Another reason to embrace PDH is to further enhance knowledge from the margins, an emphasis of history from below. A famous African thinker once said that until the lions have their own historians, the history of the hunt will always glorify the hunter [Brooks 1994]. By choosing to lend a voice to the historically-disadvantaged digital Dalits and subalterns [Risam 2018, 10], Risam hopes to explore the unexamined questions of power, globalization, and colonial ideologies (emanating from the global north) that have shaped the digital cultural record. By choosing to hear from the kings, queens, peasants, and outcasts of history, the author hopes to produce a richer encoding of the past as embodied in the digital cultural record.

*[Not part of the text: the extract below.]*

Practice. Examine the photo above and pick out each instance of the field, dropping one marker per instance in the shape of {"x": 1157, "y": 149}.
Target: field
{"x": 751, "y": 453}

Going further, PDH intends to pay attention to decolonial computing, which calls for renewed attention to critical race theory within technocultures [Risam 2018, 139]. After much practice and rumination, data scientists eventually learn than data is not information, information is not knowledge, knowledge is not understanding, understanding is not wisdom. Decolonial computing is about interrogating who is doing computing, where they are doing it, and, thereby, what computing means both epistemologically and ontologically. PDH questions the hitherto presumed political and ethical neutrality of computing techniques. Myriad questions about the objectivity of technical methods are re-examined in new light.
This book is recommended for scholars that recognize the utmost importance of critical historiography, while intending to expand the frontiers of digital humanities. Risam walks the talk through a comprehensive listing of named PDH projects which take history from below seriously. Risam’s unusual decision to examine the conceptual frameworks that animate the design of computing systems remains a good example of dialectical engagement animated by a philosophical spirit. The products of PDH research work will make tacit knowledge explicit, shed light upon hermeneutical blind spots, and shake up existing digital humanities pedagogy. The new approaches proposed will go a long way in answering many old, lingering questions.

Works Cited

Bhattacharya 1983  Battacharya, S. “History from Below,” Social Scientist, 11, 4 (April 1983): 3-20 https://doi.org/10.2307/3517020
Brewer 2019  Brewer, R. M. “Politics and Power: Securing Resources for Black Study,” Black Perspectives (November 14, 2019) https://www.aaihs.org/politics-and-power-securing-resources-for-black-study/
Brooks 1994  Brooks, J. “Chinua Achebe, The Art of Fiction,” The Paris Review 133 (Winter 1994) https://www.theparisreview.org/interviews/1720/the-art-of-fiction-no-139-chinua-achebe
Katz 2013  Katz, D. S. “History from Way Above: Recognizing Patterns through the Fuzz and Fog of the Past,” Common Knowledge 19, 1 (2013): 40-50 https://doi.org/10.1215/0961754X-1815642
Rhodes 2016  Rhodes, D. “Black studies struggle at state universities under current fiscal climate,” Chicago Tribune, 6 September 2016, https://www.chicagotribune.com/news/breaking/ct-african-american-studies-college-major-met-20160905-story.html
Risam 2018  Risam, R. New Digital Worlds: Postcolonial Digital Humanities in Theory, Praxis and Pedagogy. Northwestern University Press, Evanston (2018).